Tom zog Sally langsam an der Hand zu dem Aschehaufen, der einmal ihr Lagerfeuer gewesen war. Er bückte sich und schob ein Stück Holz aus ihm hervor. Als die gelben Flammen nach oben züngelten, tauchte der Jaguar unter.
Kurz darauf gesellte Don Alfonso sich zu ihnen ans Feuer.
»Er spielt noch immer mit seiner Beute«, murmelte der Greis.
Als sie am nächsten Morgen aufbrachen, war der Nebel so dicht, dass man in keine Richtung weiter als drei Meter sehen konnte. Sie stiegen den Berg hinauf und folgten dem schwach erkennbaren Wildwechsel. Bald erreichten sie einen zweiten Kamm, dann ging es abwärts. Tom konnte am Fuß des Berges das Tosen eines Gewässers hören. Kurz darauf kamen sie am Steilufer eines Flusses heraus, der an der Bergseite in die Tiefe stürzte und dabei über die Findlinge schoss.
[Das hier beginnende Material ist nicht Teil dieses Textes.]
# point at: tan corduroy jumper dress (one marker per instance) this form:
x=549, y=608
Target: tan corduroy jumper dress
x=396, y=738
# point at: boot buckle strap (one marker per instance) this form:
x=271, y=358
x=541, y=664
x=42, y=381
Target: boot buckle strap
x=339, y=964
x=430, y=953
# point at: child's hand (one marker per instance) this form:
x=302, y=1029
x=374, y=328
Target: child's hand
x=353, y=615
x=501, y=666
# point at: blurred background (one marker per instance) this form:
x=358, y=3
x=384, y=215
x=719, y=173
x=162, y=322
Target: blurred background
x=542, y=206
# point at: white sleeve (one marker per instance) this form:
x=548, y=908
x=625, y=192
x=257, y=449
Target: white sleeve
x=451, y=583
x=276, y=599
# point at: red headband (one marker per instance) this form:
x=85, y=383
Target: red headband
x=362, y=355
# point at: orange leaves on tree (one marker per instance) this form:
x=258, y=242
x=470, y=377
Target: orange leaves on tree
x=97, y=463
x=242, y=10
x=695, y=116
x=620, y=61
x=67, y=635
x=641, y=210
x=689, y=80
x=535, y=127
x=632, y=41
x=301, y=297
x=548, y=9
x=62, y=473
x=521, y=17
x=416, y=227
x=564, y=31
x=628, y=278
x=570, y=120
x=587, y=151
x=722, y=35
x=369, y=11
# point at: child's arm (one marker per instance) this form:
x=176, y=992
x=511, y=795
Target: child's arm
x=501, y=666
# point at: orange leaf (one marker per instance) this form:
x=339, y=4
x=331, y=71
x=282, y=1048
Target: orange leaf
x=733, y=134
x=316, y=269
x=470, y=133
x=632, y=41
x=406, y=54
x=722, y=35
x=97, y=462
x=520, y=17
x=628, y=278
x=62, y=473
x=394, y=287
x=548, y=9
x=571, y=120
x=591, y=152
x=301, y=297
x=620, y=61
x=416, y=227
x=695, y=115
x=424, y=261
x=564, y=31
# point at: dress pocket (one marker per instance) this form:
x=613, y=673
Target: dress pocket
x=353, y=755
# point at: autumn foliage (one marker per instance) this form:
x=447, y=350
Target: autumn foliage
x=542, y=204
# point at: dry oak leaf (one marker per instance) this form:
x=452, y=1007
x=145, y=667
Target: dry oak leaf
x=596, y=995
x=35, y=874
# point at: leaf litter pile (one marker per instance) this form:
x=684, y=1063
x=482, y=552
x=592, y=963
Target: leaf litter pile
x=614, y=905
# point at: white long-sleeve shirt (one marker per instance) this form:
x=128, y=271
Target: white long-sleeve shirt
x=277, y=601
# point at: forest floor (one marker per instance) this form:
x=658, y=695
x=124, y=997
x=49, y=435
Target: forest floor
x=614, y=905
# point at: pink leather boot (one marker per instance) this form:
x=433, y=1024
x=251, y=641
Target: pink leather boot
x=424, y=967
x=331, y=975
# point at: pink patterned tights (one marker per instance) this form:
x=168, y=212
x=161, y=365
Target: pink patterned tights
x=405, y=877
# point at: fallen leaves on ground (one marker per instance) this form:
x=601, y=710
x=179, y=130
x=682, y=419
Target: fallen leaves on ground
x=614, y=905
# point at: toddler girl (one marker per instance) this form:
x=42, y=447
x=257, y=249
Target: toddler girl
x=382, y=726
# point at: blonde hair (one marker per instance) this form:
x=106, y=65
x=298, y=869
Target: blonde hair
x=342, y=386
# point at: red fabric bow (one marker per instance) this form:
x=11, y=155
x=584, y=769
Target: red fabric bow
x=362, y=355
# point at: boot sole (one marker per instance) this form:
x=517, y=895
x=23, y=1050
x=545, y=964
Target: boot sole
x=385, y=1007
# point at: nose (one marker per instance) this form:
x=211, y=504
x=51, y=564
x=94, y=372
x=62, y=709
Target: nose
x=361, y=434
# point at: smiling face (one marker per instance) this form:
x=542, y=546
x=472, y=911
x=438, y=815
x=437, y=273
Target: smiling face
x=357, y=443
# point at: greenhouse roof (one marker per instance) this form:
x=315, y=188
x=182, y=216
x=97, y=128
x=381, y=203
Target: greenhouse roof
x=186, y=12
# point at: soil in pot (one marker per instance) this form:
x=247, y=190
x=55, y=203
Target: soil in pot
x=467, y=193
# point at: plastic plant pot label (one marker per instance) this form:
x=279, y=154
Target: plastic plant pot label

»Wir fällen einen Baum«, sagte Don Alfonso. Er pirschte herum und fand schließlich einen schlanken Stamm, der so günstig stand, dass er in die richtige Richtung fallen musste. »Schlagt ihn an dieser Stelle«, ordnete er an. Alle gaben sich größte Mühe. Nach einer Viertelstunde war der Baum gefällt und bildete dort, wo der von einem anderen Stamm versperrte Fluss sich zu einer strudelnden Rinne verengte, die dann in einem wirbelnden Tümpel endete, eine Art Brücke über die brüllende Stromschnelle.
Don Alfonso hackte auf einen in der Nähe stehenden jungen Baum ein. Kurz darauf hatte er ihn zu einem etwa zehn Meter langen Stab verarbeitet. Er reichte ihn Vernon. »Sie gehen als Erster, Vernito.«
»Warum ich?«
»Weil ich sehen will, ob die Brücke Sie trägt.«
Vernon schaute ihn kurz an. Don Alfonso klopfte ihm lachend auf die Schulter. »Sie müssen die Schuhe ausziehen, Vernito. Gott hat uns nicht ohne Grund nackte Füße gegeben.«
Vernon streifte seine Schuhe ab, knotete die Schnürsenkel aneinander und hängte sie sich um den Hals. Don Alfonso reichte ihm den Stecken.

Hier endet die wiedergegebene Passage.